Q1. Describe your current scholcomm position.
I am the new (as of January) Coordinator of the Office of Scholarly Communication, so I’m still figuring this out. I am also the sole person in this office. This opportunity came to me because for several years I’ve been the chair of the JHU libraries Scholarly Communication Group. Members come from across the Hopkins libraries (which are more like a consortium than a system). We work on issues dealing with copyright, open access, intellectual property, tools and resources we think the libraries need, education and outreach, even some policy. This work hasn’t been very programmatic up until now because my primary job was as a STEM liaison librarian. All the members have their own primary jobs. This new role will allow me to focus on scholarly communication and grow a program. I’ve got a great group of people to work with. Now it’s time to do some serious planning and get to work.

Q2. What attracted you to scholcomm work?
In the early 2000s I remember wondering why researchers weren’t starting their own journals, since the web was obviously going to make that possible. I watched the early OA movement develop with great interest. When I got to Hopkins, I became part of the Scholarly Communication Group and eventually its chair. It’s exciting to provide researchers and students with information that allows them to share their work in new ways.

Q3. What is the most rewarding part of your job?
I enjoy being a consultant on a project and bringing basic library tools as well as an understanding of the publishing/copyright environment to a discussion. The amount of innovative work that is going on in labs and classes is astounding. They need someone who can help them with the dissemination side of their work.

Q4. If you had a magic wand and could change one thing in the scholcomm ecosystem, what would it be?
I’ll echo Dave Hansen: We need a separate copyright environment for academic work. And I’d like the infrastructure for the credit and attribution to be a shared priority. I’m thinking of things like ORCID , GRID  CReDIT , and the like.

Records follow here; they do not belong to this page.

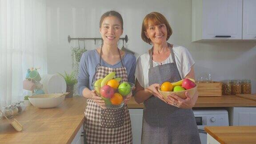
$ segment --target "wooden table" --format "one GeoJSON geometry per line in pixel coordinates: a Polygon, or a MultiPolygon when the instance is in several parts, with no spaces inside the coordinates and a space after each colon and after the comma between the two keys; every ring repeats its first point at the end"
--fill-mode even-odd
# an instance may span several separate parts
{"type": "Polygon", "coordinates": [[[23,126],[16,132],[7,120],[0,120],[0,144],[70,143],[84,120],[86,99],[80,96],[66,98],[52,108],[31,106],[15,116],[23,126]]]}
{"type": "Polygon", "coordinates": [[[220,144],[256,144],[256,126],[205,127],[204,130],[220,144]]]}
{"type": "MultiPolygon", "coordinates": [[[[130,108],[143,108],[143,104],[138,104],[132,97],[128,103],[130,108]]],[[[221,96],[200,96],[195,108],[256,107],[256,101],[241,98],[235,95],[221,96]]]]}

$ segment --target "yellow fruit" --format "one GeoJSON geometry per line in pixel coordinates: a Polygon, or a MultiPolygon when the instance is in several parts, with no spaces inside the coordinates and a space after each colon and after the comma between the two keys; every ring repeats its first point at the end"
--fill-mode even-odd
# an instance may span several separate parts
{"type": "Polygon", "coordinates": [[[119,86],[119,83],[115,79],[112,79],[108,82],[107,85],[108,85],[113,88],[117,88],[119,86]]]}
{"type": "Polygon", "coordinates": [[[100,87],[102,87],[105,85],[106,85],[108,81],[114,78],[116,72],[114,72],[109,73],[107,76],[105,76],[100,83],[100,87]]]}
{"type": "Polygon", "coordinates": [[[164,92],[172,92],[173,89],[173,86],[169,82],[165,82],[161,85],[161,90],[164,92]]]}

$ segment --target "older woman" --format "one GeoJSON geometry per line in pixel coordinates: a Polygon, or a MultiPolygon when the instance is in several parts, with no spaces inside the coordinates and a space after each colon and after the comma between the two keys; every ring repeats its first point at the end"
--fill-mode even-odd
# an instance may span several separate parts
{"type": "Polygon", "coordinates": [[[144,18],[142,40],[153,47],[137,61],[135,100],[144,102],[143,144],[200,144],[192,111],[197,93],[182,99],[175,95],[166,101],[157,91],[164,82],[194,78],[195,62],[187,48],[167,43],[172,33],[168,22],[157,12],[144,18]]]}

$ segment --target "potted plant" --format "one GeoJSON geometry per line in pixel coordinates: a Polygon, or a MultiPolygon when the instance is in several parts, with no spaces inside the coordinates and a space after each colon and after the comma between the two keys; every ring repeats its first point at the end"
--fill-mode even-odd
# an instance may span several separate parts
{"type": "Polygon", "coordinates": [[[77,83],[77,80],[76,78],[76,74],[74,72],[72,72],[70,74],[68,74],[66,72],[64,72],[64,75],[60,73],[59,73],[59,74],[66,81],[66,84],[67,84],[66,92],[69,92],[69,94],[66,95],[66,97],[72,97],[74,92],[74,86],[77,83]]]}
{"type": "Polygon", "coordinates": [[[26,107],[28,107],[31,105],[29,100],[28,100],[28,96],[24,96],[24,102],[25,102],[25,105],[26,107]]]}
{"type": "Polygon", "coordinates": [[[77,76],[78,74],[79,64],[81,56],[83,53],[86,52],[85,48],[71,47],[71,57],[72,58],[72,68],[74,71],[75,74],[77,76]]]}

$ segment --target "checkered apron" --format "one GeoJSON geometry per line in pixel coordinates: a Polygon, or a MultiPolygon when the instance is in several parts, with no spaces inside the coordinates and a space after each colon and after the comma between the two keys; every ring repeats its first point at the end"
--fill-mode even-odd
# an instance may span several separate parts
{"type": "MultiPolygon", "coordinates": [[[[122,67],[110,68],[101,66],[96,67],[94,81],[102,79],[110,72],[116,72],[116,77],[121,77],[122,81],[128,80],[119,52],[122,67]]],[[[102,109],[92,99],[87,100],[85,109],[84,132],[88,144],[132,144],[132,125],[126,105],[119,109],[102,109]]]]}

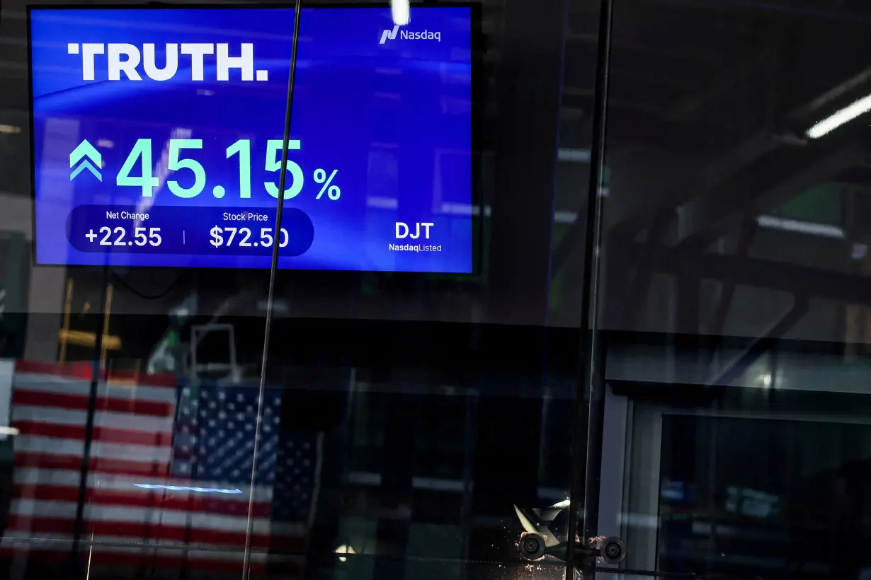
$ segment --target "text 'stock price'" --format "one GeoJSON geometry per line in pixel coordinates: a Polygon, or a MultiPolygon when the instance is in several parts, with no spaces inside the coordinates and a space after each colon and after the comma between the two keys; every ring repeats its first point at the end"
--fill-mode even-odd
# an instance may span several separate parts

Q5. If you were NOT a scholcomm librarian, what would you be?
I think I’d like to work in a small special library; that would allow me a broad scope of action. My first official librarian job was Public Services Librarian at the library of the Academy of Nature Sciences http://www.ansp.org/research/library/ in Philadelphia and I enjoyed that immensely. Outside of librarianship? I love houseplants and was just joking with my husband that my retirement job could be taking care of the plants in office buildings.